From: | Rinat Shigapov <rinatshigapov(at)gmail(dot)com> |
---|---|
To: | pgsql-hackers(at)lists(dot)postgresql(dot)org |
Subject: | Too coarse predicate locks granularity for B+ tree indexes |
Date: | 2023-02-07 10:23:54 |
Message-ID: | CAJneKMX826bmGpTHyt9-oM3Qbfk1mX8-Kn1E7s2Gt2MNF=yRaQ@mail.gmail.com |
Views: | Raw Message | Whole Thread | Download mbox | Resend email |
Thread: | |
Lists: | pgsql-general pgsql-hackers |
Hi,
TLDR: this email describes a serialization failure that happens (as I
understand it) due to too coarse predicate locks granularity for primary
key index.
I have a concurrent testsuite that runs 14 test cases. Each test case
operates on a disjoint set of records, doesn't retry transactions and is
run under 'serializable' isolation level. The test data is small and likely
fits within a single tuple page.
When I finished the test suite I was surprised that PostgreSQL 14.5 returns
serialization failure on every test suite run. I was even more surprised
when I tested the suite against the current CockroachDB and didn't get
serialization failures. Actually I was able to reproduce RETRY_SERIALIZABLE
errors a couple of times on CockroachDB but it required me to run the test
suite in a loop for more than a half hour.

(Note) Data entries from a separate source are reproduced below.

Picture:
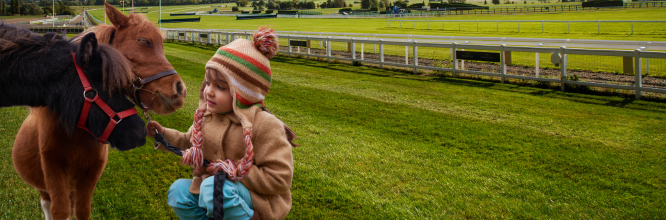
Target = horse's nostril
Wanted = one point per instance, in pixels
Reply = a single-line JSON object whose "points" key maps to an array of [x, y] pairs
{"points": [[179, 88]]}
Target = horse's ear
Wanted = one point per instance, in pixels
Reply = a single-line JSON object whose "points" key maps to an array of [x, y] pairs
{"points": [[117, 18], [87, 49]]}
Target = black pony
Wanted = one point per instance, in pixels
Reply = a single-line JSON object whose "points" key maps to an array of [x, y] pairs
{"points": [[38, 70]]}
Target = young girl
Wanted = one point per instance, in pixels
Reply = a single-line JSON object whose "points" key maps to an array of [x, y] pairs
{"points": [[238, 136]]}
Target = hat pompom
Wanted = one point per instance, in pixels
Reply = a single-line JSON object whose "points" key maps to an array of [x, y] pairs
{"points": [[266, 41]]}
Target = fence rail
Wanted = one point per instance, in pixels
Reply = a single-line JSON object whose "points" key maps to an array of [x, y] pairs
{"points": [[634, 60], [511, 41], [497, 22]]}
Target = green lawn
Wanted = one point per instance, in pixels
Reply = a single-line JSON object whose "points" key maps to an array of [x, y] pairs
{"points": [[380, 144], [642, 31]]}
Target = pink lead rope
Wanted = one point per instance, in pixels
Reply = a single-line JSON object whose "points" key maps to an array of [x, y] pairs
{"points": [[235, 170]]}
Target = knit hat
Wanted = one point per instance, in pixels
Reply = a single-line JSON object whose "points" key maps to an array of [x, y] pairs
{"points": [[245, 66]]}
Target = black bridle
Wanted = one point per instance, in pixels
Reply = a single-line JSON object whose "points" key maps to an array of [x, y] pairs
{"points": [[141, 82]]}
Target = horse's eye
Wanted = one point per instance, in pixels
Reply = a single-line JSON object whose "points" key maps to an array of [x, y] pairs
{"points": [[143, 41]]}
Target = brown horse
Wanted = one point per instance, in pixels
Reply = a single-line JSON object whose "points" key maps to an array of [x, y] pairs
{"points": [[38, 149]]}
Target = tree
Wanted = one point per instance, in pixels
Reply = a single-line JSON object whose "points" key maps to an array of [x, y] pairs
{"points": [[32, 9]]}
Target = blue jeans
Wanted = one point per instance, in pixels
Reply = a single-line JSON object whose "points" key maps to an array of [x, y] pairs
{"points": [[236, 200]]}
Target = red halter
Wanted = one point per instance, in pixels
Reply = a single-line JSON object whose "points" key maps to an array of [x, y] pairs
{"points": [[86, 108]]}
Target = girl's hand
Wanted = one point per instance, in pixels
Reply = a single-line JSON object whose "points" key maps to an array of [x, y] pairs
{"points": [[151, 128], [202, 97]]}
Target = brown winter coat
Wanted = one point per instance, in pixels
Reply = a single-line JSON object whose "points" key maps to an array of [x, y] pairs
{"points": [[269, 179]]}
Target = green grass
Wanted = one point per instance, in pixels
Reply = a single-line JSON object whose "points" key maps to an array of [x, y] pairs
{"points": [[642, 31], [380, 144]]}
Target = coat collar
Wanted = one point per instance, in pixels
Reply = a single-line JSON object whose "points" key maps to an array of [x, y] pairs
{"points": [[230, 115]]}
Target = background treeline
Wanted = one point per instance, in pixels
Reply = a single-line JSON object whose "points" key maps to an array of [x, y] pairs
{"points": [[164, 2], [16, 7]]}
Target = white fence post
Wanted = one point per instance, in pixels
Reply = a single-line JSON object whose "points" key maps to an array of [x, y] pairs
{"points": [[328, 50], [416, 57], [289, 43], [353, 51], [381, 54], [307, 41], [455, 60], [536, 62], [406, 54], [563, 67], [503, 62], [362, 49], [639, 78]]}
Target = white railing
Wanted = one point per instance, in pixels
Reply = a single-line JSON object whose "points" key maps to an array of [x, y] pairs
{"points": [[443, 22], [509, 41], [412, 46]]}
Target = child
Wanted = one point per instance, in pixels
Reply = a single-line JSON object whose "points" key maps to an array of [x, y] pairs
{"points": [[238, 136]]}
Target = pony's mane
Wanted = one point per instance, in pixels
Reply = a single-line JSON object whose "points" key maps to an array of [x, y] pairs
{"points": [[15, 41], [116, 69], [19, 42], [105, 32]]}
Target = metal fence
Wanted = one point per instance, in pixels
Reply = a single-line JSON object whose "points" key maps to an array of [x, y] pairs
{"points": [[562, 65], [488, 25]]}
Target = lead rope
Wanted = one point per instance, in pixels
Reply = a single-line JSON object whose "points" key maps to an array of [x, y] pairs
{"points": [[194, 156], [236, 170]]}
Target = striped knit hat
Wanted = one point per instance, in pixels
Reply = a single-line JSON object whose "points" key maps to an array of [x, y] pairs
{"points": [[246, 68]]}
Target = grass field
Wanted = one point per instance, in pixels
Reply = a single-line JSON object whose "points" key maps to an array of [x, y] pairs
{"points": [[642, 31], [379, 144]]}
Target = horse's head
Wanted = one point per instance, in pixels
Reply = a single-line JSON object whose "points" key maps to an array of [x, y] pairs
{"points": [[109, 74], [142, 45]]}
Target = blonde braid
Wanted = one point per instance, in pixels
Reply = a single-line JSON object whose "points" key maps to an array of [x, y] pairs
{"points": [[194, 156], [236, 170]]}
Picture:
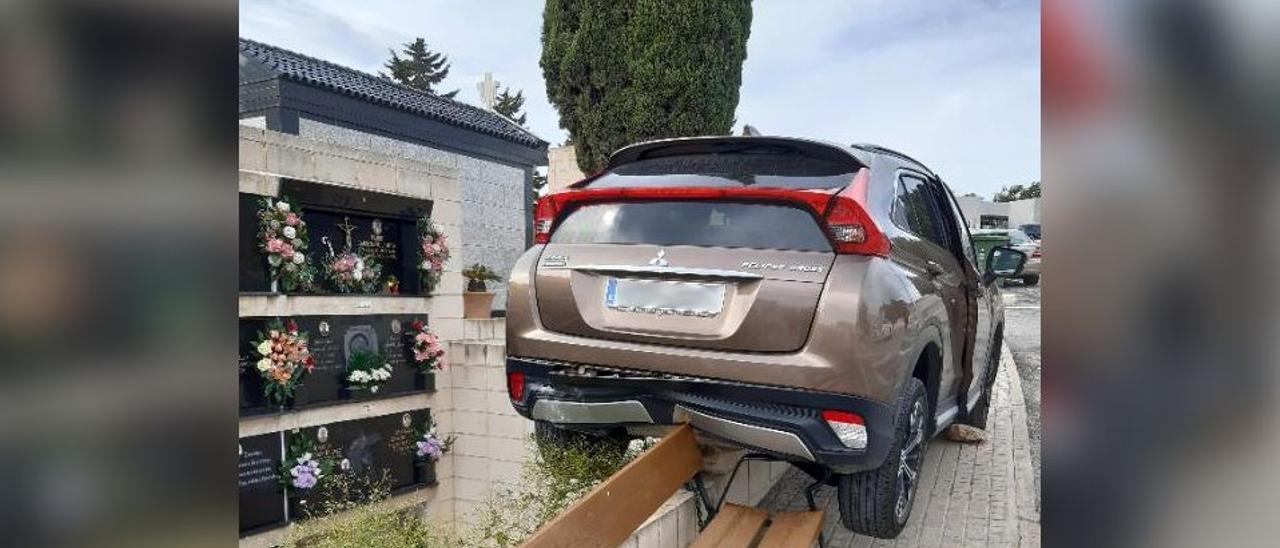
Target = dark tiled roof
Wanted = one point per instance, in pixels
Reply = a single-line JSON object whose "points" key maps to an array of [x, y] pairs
{"points": [[342, 80]]}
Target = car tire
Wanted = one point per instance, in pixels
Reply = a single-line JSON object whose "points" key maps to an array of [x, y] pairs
{"points": [[878, 502], [553, 439], [977, 416]]}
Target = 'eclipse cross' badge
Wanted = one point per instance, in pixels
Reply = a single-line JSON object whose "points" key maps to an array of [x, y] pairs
{"points": [[659, 260]]}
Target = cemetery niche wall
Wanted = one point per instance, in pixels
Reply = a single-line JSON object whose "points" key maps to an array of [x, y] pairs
{"points": [[334, 346], [324, 240], [300, 474]]}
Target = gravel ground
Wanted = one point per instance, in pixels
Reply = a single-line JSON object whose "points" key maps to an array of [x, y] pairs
{"points": [[1023, 336]]}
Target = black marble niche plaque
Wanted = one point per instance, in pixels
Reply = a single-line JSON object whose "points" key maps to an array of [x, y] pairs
{"points": [[261, 497], [254, 272], [380, 227], [376, 446], [330, 341], [385, 333]]}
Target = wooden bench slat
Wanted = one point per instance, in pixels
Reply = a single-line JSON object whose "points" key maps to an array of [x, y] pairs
{"points": [[735, 526], [792, 530], [611, 512]]}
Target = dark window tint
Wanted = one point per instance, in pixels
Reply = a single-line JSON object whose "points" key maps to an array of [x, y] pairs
{"points": [[766, 167], [712, 224], [913, 210]]}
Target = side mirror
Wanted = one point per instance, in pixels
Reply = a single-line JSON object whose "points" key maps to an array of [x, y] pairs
{"points": [[1004, 263]]}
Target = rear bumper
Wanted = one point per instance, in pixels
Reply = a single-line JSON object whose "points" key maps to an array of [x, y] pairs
{"points": [[781, 421]]}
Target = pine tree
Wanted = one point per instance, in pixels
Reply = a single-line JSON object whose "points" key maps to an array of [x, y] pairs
{"points": [[621, 72], [420, 68], [510, 105]]}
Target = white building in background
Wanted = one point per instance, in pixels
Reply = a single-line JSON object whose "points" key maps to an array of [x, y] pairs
{"points": [[986, 214]]}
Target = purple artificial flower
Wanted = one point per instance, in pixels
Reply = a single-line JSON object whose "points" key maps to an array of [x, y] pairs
{"points": [[429, 447]]}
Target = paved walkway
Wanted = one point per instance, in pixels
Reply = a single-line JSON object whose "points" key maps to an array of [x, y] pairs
{"points": [[970, 494]]}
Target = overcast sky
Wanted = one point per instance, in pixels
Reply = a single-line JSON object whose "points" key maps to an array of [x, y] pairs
{"points": [[954, 83]]}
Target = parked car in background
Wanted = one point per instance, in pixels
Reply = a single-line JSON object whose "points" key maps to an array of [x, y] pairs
{"points": [[1019, 241], [818, 302]]}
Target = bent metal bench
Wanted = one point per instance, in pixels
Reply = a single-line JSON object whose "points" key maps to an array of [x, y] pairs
{"points": [[611, 512]]}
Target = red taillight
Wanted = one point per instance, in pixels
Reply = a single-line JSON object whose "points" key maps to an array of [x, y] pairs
{"points": [[544, 218], [849, 224], [841, 416], [844, 215], [516, 386]]}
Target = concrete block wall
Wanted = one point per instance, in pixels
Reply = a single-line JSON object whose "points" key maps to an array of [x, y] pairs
{"points": [[492, 439]]}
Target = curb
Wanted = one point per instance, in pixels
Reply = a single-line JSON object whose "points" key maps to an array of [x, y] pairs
{"points": [[1024, 480]]}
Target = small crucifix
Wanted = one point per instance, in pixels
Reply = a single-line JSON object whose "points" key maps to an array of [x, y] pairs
{"points": [[348, 228]]}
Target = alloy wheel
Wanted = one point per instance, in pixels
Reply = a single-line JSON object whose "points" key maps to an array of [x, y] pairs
{"points": [[910, 461]]}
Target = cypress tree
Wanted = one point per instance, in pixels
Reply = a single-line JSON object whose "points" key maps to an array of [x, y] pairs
{"points": [[621, 72], [510, 105]]}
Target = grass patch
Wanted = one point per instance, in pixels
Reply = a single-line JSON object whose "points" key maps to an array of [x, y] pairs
{"points": [[350, 515]]}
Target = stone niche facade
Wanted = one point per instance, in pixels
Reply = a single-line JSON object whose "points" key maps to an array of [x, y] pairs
{"points": [[466, 398]]}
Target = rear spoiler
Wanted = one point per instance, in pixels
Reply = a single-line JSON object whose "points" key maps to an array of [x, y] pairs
{"points": [[728, 144]]}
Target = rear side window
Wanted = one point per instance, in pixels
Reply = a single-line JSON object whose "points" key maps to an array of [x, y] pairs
{"points": [[913, 210], [760, 167], [711, 224]]}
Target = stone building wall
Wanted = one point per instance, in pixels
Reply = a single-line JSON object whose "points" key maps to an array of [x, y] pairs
{"points": [[492, 196]]}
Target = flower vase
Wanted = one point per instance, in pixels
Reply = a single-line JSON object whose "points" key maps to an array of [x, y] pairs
{"points": [[424, 471]]}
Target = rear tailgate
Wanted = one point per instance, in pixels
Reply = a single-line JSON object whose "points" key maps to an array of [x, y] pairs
{"points": [[708, 274]]}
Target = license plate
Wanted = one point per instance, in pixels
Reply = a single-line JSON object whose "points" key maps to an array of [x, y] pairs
{"points": [[663, 297]]}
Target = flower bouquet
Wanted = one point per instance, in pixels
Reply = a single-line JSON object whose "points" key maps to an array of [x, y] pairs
{"points": [[428, 448], [432, 255], [283, 361], [282, 236], [352, 273], [366, 371], [302, 470], [428, 351]]}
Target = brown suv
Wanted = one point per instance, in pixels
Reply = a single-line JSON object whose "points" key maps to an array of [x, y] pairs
{"points": [[817, 302]]}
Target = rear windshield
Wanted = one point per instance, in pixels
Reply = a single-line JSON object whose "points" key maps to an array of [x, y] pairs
{"points": [[712, 224], [760, 167]]}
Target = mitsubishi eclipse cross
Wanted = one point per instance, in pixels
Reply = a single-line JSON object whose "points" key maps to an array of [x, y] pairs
{"points": [[817, 302]]}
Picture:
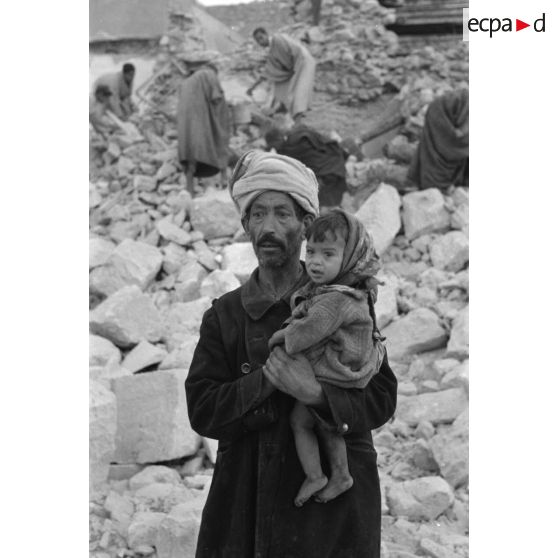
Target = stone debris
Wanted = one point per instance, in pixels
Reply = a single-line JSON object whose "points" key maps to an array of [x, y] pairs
{"points": [[380, 215], [102, 431], [420, 499], [126, 318], [458, 344], [438, 407], [424, 212], [153, 421], [143, 355], [418, 331], [240, 259]]}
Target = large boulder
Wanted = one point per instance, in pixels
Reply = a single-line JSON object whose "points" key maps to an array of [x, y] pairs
{"points": [[100, 251], [153, 420], [142, 356], [102, 431], [450, 449], [178, 532], [214, 214], [103, 352], [424, 212], [422, 499], [126, 318], [458, 344], [218, 283], [436, 408], [184, 319], [418, 331], [380, 215], [240, 259], [450, 251], [386, 305]]}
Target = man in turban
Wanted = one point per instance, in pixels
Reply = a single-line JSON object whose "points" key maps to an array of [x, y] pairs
{"points": [[249, 510], [291, 69]]}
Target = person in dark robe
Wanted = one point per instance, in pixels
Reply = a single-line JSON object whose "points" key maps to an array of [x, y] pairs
{"points": [[321, 154], [203, 123], [241, 395], [442, 156]]}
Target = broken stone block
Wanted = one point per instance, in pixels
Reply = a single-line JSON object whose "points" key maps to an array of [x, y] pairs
{"points": [[436, 408], [174, 258], [142, 356], [161, 496], [181, 357], [457, 377], [421, 499], [206, 208], [102, 432], [153, 420], [450, 251], [424, 212], [386, 305], [169, 231], [189, 280], [178, 532], [136, 263], [126, 318], [184, 319], [418, 331], [142, 183], [240, 259], [152, 474], [103, 352], [458, 344], [204, 255], [380, 215], [100, 250], [219, 282], [450, 450], [143, 529]]}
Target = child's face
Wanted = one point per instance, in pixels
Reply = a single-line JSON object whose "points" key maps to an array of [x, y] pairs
{"points": [[324, 259]]}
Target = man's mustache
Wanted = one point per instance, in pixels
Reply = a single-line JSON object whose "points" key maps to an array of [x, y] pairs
{"points": [[270, 239]]}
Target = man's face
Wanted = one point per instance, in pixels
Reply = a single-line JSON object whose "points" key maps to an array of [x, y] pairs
{"points": [[262, 39], [275, 230]]}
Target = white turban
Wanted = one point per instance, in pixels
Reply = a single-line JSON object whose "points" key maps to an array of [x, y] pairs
{"points": [[257, 172]]}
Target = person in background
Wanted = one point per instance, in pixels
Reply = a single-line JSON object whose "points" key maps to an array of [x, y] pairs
{"points": [[321, 154], [442, 157], [120, 84], [203, 124], [291, 69], [242, 395]]}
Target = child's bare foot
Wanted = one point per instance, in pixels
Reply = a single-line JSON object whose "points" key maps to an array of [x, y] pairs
{"points": [[309, 488], [337, 485]]}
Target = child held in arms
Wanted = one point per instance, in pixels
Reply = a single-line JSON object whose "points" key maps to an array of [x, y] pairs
{"points": [[333, 324]]}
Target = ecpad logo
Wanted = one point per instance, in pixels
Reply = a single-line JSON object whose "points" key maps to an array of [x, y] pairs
{"points": [[494, 25]]}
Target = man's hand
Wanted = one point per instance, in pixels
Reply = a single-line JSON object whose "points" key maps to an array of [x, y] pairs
{"points": [[293, 376]]}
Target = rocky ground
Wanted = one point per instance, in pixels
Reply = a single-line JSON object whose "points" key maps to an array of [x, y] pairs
{"points": [[158, 257]]}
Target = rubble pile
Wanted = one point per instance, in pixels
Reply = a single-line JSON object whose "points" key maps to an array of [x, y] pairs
{"points": [[158, 257]]}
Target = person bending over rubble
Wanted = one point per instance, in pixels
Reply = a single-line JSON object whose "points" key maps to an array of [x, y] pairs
{"points": [[120, 85], [232, 397], [290, 68], [442, 156], [203, 124], [321, 154], [333, 324]]}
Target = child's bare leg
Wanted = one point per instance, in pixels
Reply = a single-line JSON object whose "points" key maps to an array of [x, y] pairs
{"points": [[308, 452], [340, 479]]}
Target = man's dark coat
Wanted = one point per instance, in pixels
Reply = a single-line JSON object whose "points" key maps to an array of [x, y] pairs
{"points": [[249, 511]]}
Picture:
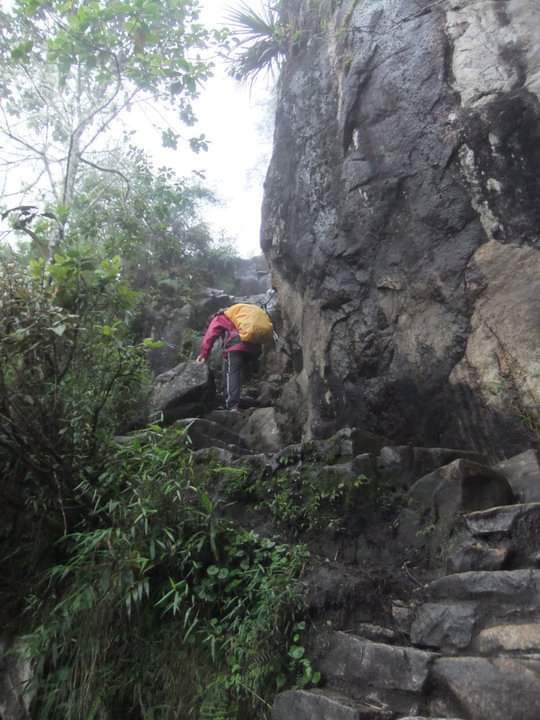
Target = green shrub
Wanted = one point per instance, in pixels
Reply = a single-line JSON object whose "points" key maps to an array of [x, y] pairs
{"points": [[160, 607]]}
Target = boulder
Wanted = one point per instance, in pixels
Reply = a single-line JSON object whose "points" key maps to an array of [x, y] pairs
{"points": [[460, 487], [15, 690], [437, 501], [170, 328], [519, 637], [491, 689], [446, 626], [206, 434], [406, 259], [515, 528], [186, 390], [322, 705], [523, 473], [261, 432], [331, 585], [407, 464], [368, 665], [517, 587]]}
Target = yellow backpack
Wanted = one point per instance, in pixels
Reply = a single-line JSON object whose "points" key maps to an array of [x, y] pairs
{"points": [[252, 323]]}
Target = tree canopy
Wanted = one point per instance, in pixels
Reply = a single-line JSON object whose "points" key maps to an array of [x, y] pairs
{"points": [[69, 70]]}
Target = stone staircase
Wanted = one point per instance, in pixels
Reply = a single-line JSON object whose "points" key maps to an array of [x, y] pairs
{"points": [[472, 645], [469, 647]]}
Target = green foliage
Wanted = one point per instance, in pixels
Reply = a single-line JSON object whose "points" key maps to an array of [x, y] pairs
{"points": [[70, 70], [161, 608], [166, 250], [303, 496], [261, 39]]}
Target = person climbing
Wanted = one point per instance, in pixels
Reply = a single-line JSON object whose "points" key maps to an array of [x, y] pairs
{"points": [[243, 328]]}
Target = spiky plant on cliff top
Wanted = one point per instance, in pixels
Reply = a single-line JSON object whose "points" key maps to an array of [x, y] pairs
{"points": [[261, 40]]}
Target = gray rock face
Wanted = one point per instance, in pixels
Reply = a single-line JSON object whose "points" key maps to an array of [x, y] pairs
{"points": [[446, 626], [522, 637], [374, 665], [516, 529], [320, 705], [401, 218], [523, 473], [461, 486], [15, 692], [184, 391], [492, 689], [261, 431], [435, 505]]}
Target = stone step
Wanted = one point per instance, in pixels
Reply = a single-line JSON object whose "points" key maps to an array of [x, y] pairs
{"points": [[324, 705], [205, 433], [519, 587], [385, 675], [523, 473], [463, 610], [501, 537], [499, 688], [516, 638]]}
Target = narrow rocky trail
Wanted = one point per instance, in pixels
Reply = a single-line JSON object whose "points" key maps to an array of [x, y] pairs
{"points": [[464, 644]]}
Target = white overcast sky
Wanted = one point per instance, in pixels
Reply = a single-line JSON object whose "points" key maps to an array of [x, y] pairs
{"points": [[237, 120]]}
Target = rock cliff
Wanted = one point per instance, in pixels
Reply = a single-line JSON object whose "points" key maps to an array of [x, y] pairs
{"points": [[401, 218]]}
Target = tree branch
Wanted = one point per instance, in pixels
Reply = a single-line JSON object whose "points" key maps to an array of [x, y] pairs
{"points": [[112, 171]]}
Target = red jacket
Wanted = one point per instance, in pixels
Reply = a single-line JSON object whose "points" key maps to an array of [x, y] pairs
{"points": [[222, 327]]}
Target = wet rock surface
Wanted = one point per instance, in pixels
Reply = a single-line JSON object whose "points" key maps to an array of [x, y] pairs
{"points": [[401, 219], [184, 391]]}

I started to investigate the test behavior with PostgreSQL with more
simplified and shrinked code and found a serialization failure of two
concurrent `update_user` operations.
The test defines the following `Users` table:
CREATE TABLE Users (
> id UUID,
> title VARCHAR(255),
> first_name VARCHAR(40),
> last_name VARCHAR(80) NOT NULL,
> email VARCHAR(255) NOT NULL,
> lower_email VARCHAR(255) GENERATED ALWAYS AS (lower(email)) STORED,
> marketing_optin BOOLEAN,
> mobile_phone VARCHAR(50),
> phone VARCHAR(50),
> phone_ext VARCHAR(40),
> is_contact BOOLEAN DEFAULT false NOT NULL,
> unlinked_link_ids UUID[],
> CONSTRAINT unique_user_email UNIQUE(lower_email),
> PRIMARY KEY (id)
> );
Concurrent `update_user` operation run the UPDATE query to change user
email to a unique value
UPDATE Users
> SET
> title = CASE WHEN false= true THEN 'foo' ELSE title END,
> first_name = CASE WHEN false= true THEN 'foo' ELSE first_name END,
> last_name = CASE WHEN false= true THEN 'foo' ELSE last_name END,
> email = CASE WHEN true = true THEN 'email2' ELSE email END,
> marketing_optin = CASE WHEN false = true THEN true ELSE
> marketing_optin END,
> mobile_phone = CASE WHEN false = true THEN 'foo' ELSE mobile_phone END,
> phone = CASE WHEN false = true THEN 'foo' ELSE phone END,
> phone_ext = CASE WHEN false = true THEN 'foo' ELSE phone_ext END
> WHERE id = '018629fd-7b28-743c-8647-b6321c166d46';
>
I use the following helper view to monitor locks:
> CREATE VIEW locks_v AS
> SELECT pid,
> virtualtransaction,
> locktype,
> CASE locktype
> WHEN 'relation' THEN relation::regclass::text
> WHEN 'virtualxid' THEN virtualxid::text
> WHEN 'transactionid' THEN transactionid::text
> WHEN 'tuple' THEN
> relation::regclass::text||':'||page::text||':'||tuple::text
> WHEN 'page' THEN relation::regclass::text||':'||page::text
> END AS lockid,
> mode,
> granted
> FROM pg_locks;
When the test Users table has only a few records the query uses a
sequential scan the serialization failure is reproducible without inserting
sleeps before `update_user` transaction commit.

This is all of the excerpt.